We are indebted to Matthew to learn something of what it cost others to show their appreciation of the Savior. He alone tells us of that arduous journey undertaken by wise men from the east as they brought their precious gifts. He reminds us that, when called by the Savior, Peter and Andrew “straightway left their nets,” and James and John “immediately left the ship and their father, and followed Him.” Later, after the dark hours of Golgotha, only Matthew tells us that it was a rich man who undertook the burial of the Lord Jesus; he added further that it was “his own new tomb” that Joseph gave, “which he had hewn out in the rock.” That was a costly day for the rich man from Arimathaea, but it placed a large deposit on the balance sheet of heaven!
While taking time to emphasize the sacrifice of others, Matthew is very reticent when it comes to his personal cost. He deeply appreciated the Lord’s gracious act in calling him to follow. Hence, when recording the names of the apostles, he added after his own name, “the publican” (Mt. 10:3). Matthew would have sung with feeling, “Amazing grace…that saved a wretch like me!” With this in mind, we note the response of Matthew, as written by his own hand, on receiving the command from the Master: “he arose and followed Him.” It is left to Luke to give the complete picture. He tells us that Matthew “left all, rose up, and followed Him” (Lk. 5:28). Luke’s addition literally means, “he abandoned everything!” There was no question of finishing the day’s work and starting tomorrow. Peter, Andrew, John, and others could re-launch their fishing boats if occasion required (Jn. 21:3), but there was no going back for Matthew; he “burned his boat” that day in Capernaum!
The Synoptic Writers all tell us of the feast which followed Matthew’s call. Matthew says, “Jesus sat at meat in the house” without specifying whose house it was. Mark says, “Jesus sat at meat in his house,” which could mean the Lord’s dwelling place. Again we are indebted to Luke for recording the generosity of this self-effacing man. He tells us that “Levi made Him a great (mega) feast in his own house.” No expense was spared! The guest list caused consternation among the religious hierarchy as Matthew invited his former workmates at the tax office to come and meet his new Lord and Master. Love for the Savior should manifest itself in love for the sinner on the part of those who are His own! This is a challenge to us all.
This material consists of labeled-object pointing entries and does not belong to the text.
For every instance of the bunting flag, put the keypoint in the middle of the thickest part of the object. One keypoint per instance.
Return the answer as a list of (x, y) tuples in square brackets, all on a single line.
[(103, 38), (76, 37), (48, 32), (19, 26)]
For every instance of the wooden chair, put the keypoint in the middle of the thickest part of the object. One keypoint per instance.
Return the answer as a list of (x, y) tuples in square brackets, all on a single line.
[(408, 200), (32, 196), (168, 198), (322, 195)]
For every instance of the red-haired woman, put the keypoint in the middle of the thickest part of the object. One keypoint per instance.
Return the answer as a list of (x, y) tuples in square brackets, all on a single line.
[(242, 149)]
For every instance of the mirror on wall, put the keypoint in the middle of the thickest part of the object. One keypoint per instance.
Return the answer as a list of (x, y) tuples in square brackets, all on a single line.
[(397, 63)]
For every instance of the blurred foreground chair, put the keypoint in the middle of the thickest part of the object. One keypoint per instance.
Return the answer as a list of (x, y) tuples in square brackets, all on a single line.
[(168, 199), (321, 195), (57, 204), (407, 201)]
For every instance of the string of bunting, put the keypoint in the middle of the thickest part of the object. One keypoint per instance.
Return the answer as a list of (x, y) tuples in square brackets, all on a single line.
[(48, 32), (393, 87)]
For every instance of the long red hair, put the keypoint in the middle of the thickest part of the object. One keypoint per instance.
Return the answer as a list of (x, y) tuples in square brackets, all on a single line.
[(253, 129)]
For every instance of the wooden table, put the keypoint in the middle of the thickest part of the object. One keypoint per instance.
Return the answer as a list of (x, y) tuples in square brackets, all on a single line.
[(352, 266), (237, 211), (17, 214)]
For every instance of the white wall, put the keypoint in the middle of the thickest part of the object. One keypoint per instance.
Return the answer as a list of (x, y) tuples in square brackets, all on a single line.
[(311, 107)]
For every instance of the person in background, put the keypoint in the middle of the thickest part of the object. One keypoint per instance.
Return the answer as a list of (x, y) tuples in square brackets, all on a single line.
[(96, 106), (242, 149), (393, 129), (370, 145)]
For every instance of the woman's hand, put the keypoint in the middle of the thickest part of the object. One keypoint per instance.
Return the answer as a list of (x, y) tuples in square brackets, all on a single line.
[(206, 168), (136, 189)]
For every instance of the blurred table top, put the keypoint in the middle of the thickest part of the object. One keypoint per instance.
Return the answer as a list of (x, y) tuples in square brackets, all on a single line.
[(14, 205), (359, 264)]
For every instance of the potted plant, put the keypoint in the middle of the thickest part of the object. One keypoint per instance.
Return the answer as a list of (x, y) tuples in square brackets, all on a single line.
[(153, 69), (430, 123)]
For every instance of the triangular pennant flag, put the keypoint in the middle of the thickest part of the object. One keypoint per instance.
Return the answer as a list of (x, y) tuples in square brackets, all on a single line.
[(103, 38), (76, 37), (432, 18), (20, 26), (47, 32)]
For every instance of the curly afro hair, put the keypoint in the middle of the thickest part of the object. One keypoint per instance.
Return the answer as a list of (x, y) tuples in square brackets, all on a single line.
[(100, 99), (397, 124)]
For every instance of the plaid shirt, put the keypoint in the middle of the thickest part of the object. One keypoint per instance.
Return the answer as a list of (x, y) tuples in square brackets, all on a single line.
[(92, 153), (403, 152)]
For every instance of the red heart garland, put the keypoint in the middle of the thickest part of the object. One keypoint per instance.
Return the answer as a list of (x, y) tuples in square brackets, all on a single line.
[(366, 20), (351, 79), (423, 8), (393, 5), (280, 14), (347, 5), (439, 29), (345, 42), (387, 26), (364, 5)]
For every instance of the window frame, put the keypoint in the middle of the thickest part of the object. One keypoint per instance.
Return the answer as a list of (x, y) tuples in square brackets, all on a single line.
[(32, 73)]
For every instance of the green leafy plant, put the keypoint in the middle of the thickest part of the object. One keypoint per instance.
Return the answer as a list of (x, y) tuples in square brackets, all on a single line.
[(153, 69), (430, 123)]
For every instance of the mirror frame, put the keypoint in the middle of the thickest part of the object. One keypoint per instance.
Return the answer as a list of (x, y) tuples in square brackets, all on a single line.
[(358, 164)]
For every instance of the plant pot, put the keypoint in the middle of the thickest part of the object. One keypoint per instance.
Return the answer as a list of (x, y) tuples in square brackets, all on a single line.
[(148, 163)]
In his Gospel, Matthew records eight occasions when different ones worshipped the Lord Jesus. From the brief personal record concerning Matthew, we can appreciate that he was well qualified to write on this subject. Many readers will be aware that the first mention of worship in the Scriptures is in Genesis 22, the well-known story of Abraham and Isaac. We recall that worship on that occasion involved sacrifice, obedience, and faith. For Matthew, the command of the Lord Jesus to “Follow Me” produced the same virtues. As Luke records, “he left all”—that was sacrifice; “he rose up” in obedience; “he followed Him”—the pathway of faith. Worship was not just an academic exercise for Matthew; he wrote from heart experience.
That day in Capernaum, Matthew closed the door and turned the key on his old life. With firm resolution, he fell into step with a despised and rejected Man.